VPN & Remote Networking

Frequently Asked Questions VPN & Remote Networking

What is a VPN?

A VPN, or Virtual Private Network, is a network that uses the Internet for corporate data communication. Because access to the Internet is so cheap, a VPN provides a low-cost method of linking offices together and providing remote users with access to the corporate network. VPNs are particularly attractive for companies with international offices, since the cost savings can be enormous. Within the UK, the roll-out of ADSL means that even the smallest companies can now implement VPNs for affordable, high speed inter-office links and for remote users.

How does it work?

In the case of a VPN linking several offices together, each office will have its own VPN device. Each device encrypts network data destined for one of the other offices, and then sends it through the Internet to a corresponding device in the other office. This second VPN device in turn decrypts the data it has received, and sends it on to the office network just like normal data. In the case of remote users, VPN client software on their desktops, laptops and PDAs does the encryption before sending the data out to the Internet.
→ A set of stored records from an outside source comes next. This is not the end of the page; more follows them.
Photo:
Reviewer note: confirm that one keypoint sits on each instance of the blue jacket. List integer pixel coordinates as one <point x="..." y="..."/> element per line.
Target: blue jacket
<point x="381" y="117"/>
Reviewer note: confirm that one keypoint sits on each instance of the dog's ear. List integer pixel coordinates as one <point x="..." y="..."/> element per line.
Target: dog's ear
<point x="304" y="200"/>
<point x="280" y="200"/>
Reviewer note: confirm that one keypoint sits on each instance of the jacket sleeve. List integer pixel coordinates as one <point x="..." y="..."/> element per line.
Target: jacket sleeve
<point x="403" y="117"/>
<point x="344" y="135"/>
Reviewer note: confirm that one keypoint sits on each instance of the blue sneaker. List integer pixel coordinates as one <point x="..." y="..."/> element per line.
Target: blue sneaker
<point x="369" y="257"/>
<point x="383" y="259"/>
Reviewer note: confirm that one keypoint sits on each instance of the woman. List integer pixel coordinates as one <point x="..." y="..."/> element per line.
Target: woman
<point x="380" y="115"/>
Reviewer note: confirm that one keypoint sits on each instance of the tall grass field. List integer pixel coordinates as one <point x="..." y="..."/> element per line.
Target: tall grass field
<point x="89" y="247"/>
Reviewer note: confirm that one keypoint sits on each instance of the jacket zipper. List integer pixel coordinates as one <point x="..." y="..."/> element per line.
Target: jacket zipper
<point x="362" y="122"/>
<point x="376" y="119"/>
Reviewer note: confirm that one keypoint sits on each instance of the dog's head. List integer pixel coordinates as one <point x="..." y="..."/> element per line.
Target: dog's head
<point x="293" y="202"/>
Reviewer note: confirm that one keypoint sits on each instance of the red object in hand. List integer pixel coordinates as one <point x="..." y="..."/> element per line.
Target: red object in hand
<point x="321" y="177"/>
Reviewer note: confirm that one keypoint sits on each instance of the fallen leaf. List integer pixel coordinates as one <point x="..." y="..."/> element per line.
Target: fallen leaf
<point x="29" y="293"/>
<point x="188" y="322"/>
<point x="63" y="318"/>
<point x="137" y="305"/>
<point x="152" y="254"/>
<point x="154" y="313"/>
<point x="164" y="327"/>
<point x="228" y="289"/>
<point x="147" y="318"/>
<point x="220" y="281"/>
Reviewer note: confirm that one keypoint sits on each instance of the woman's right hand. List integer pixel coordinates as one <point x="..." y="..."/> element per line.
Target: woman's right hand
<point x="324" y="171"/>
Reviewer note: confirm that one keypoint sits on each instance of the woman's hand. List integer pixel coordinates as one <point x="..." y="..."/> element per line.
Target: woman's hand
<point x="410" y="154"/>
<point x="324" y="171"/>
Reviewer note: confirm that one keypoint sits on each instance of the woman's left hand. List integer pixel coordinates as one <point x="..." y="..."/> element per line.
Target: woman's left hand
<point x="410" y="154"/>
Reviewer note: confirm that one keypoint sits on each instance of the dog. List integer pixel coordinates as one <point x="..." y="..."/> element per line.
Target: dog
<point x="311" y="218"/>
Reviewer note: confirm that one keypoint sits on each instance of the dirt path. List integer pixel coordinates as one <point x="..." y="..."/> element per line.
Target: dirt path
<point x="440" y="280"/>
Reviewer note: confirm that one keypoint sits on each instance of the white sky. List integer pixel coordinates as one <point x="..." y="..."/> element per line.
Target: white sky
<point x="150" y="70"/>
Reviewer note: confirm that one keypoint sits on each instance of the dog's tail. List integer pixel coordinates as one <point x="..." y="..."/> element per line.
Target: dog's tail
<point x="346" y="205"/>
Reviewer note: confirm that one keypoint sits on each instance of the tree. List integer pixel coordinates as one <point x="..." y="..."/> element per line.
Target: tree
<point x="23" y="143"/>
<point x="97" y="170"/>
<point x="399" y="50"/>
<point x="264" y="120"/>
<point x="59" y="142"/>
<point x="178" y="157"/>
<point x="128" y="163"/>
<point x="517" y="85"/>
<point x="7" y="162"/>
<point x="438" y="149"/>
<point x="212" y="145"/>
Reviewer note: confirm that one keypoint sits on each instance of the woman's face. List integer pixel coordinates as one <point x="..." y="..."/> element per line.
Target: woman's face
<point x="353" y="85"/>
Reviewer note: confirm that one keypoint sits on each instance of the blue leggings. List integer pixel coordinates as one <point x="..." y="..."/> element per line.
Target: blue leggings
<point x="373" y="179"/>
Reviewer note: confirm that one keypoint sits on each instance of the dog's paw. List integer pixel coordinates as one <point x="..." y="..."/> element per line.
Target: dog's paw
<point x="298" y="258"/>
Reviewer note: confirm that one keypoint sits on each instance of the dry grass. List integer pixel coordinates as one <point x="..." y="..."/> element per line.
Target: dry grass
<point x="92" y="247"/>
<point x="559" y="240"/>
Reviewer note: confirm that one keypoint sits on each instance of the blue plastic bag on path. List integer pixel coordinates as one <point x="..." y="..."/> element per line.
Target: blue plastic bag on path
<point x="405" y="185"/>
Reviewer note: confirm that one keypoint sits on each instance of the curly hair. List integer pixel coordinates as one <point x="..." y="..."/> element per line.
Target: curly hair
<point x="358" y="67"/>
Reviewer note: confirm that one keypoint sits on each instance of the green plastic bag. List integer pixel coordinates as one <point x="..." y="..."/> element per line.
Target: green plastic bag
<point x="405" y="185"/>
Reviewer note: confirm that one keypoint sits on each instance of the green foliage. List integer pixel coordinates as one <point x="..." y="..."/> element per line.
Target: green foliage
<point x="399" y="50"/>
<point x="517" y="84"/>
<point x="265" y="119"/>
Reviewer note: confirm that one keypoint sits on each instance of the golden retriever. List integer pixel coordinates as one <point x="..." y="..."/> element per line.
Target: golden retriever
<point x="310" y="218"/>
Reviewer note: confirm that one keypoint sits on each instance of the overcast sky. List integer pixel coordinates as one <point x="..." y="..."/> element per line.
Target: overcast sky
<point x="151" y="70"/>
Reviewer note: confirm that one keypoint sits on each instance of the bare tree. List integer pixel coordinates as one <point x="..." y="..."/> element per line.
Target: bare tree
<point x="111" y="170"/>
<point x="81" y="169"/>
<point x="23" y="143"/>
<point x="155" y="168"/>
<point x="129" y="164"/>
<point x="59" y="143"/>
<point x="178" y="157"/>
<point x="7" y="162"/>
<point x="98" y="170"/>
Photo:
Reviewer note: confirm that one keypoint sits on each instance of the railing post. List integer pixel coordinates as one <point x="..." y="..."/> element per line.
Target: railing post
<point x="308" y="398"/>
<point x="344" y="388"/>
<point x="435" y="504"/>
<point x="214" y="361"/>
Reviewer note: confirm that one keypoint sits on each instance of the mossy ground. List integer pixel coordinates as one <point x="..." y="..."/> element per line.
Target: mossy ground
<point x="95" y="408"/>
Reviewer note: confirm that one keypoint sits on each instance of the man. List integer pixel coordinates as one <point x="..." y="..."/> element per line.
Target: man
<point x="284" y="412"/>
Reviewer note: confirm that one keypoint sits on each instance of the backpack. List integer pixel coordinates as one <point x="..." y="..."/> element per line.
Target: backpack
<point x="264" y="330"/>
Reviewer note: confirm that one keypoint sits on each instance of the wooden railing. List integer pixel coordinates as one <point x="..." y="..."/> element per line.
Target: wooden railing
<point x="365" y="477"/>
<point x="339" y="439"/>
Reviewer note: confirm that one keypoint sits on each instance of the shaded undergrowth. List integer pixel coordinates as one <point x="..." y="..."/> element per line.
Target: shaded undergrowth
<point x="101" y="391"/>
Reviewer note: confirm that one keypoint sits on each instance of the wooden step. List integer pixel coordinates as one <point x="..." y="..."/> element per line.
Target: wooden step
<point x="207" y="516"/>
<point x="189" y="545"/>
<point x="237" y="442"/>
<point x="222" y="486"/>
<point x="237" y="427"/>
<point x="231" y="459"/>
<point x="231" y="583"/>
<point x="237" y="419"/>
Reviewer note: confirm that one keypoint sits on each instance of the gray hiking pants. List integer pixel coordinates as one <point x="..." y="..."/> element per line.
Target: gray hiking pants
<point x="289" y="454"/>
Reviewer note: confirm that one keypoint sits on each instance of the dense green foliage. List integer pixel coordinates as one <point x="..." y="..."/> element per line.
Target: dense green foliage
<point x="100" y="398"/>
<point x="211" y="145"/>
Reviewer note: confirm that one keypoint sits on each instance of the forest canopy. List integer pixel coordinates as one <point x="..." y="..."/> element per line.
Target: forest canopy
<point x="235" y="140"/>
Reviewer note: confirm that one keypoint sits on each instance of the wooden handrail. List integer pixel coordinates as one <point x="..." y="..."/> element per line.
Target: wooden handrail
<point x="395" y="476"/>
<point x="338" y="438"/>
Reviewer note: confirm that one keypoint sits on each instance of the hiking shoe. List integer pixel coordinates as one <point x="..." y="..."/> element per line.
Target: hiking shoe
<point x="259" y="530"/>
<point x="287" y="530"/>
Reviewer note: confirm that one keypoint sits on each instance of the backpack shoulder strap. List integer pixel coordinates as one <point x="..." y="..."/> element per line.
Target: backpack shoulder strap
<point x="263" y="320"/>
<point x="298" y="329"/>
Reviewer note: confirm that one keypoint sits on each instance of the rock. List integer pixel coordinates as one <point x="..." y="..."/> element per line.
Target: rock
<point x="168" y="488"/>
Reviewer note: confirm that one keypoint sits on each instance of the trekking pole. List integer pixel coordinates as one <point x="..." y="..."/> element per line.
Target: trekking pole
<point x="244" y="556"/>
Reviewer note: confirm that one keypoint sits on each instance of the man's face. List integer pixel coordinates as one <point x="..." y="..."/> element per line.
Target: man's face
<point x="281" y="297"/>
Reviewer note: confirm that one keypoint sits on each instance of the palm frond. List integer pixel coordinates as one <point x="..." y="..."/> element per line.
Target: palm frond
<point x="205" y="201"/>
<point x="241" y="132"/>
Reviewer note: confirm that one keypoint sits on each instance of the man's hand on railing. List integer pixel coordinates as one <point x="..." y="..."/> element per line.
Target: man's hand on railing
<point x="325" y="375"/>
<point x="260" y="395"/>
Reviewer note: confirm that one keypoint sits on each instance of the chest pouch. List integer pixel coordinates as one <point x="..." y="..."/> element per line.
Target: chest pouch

What sort of Internet connection do my offices need to access a VPN?

Offices linked together with a VPN normally have leased line or ADSL connections to the Internet. In fact any kind of connection to the Internet can be used, but modem- and ISDN-based connections tend to be too slow and too expensive to use.

What sort of Internet connection do remote users need to access a VPN?

Remote users can have any kind of connection to the Internet: modem, ISDN, ADSL, leased line, mobile phone, wireless – if they can get to the Internet, they can use a VPN.

How safe is data sent through a VPN?

To all intents and purposes, and assuming that things have been set up correctly, VPN data is perfectly safe when it is travelling through the Internet. VPN data is encrypted using triple-DES encryption, which has never been broken. This means that nobody can read the data whilst in transit. Secondly, VPN devices are capable of telling if data has been tampered with, in which case it is discarded. In the case of remote users, we normally supply strong authentication devices that ensure only authorised users can access the VPN, even if a laptop has been lost or stolen. The combination of encryption and authentication means that for the vast majority of commercial organizations, VPNs are safe.

What applications can I run through a VPN?

VPNs support pretty much anything that currently runs on a network. In other words, whatever applications you are currently using can almost certainly be deployed through a VPN to remote offices on the other side of the world, or to remote users. By combining VPNs with thin client technology you can access your network applications from a handheld PDA, even whilst travelling.

Will I need to make changes to my existing applications?

In most cases your applications won’t even realise they are going through a VPN. In a very small number of cases we may need to adjust some settings in order to get the best performance from a VPN, but usually the only changes that need to be made are to your routers, to redirect data through the VPN.

Can I run telephone calls through a VPN?

Yes, depending on the type of telephone system you have installed.

What is thin client technology?

Thin client is a way of providing access to applications, either to remote offices or to remote users, in a way that provides acceptable performance over remote links. Applications that work happily within a normal network may be painfully slow or not work at all over remote links, where the connection speed can be several thousand times slower than on the local network. With thin client, a special server on your network runs applications on behalf of remote users so that the applications are actually running on the fast local network. The only data that travels across the slower remote links consists of screen updates sent from the thin client server to the remote users, and keyboard and mouse inputs from the remote user to the thin client server. By combining VPNs with thin client technology you can deploy your applications to remote users or remote offices anywhere in the world, cheaply and securely. You can even deploy applications to remote users that have nothing but a Web browser.

So is thin client only useful for remote users?

Not at all – thin client offers a number of significant benefits even if you have a single office and no remote users. Since your applications are actually installed and running on the thin client server, and not on the individual PCs, managing them becomes vastly simpler. If you need to update your application software you only have to do it once – on the thin client server. If you need to deploy a new application to all your users, you only have to install it once – on the thin client server. The benefits are obvious. Another advantage of using thin client is that you no longer have to keep upgrading your PCs to keep up with new applications; the only software the PCs need is the thin client software, or simply a web browser – and you can use virtually any old PC for that.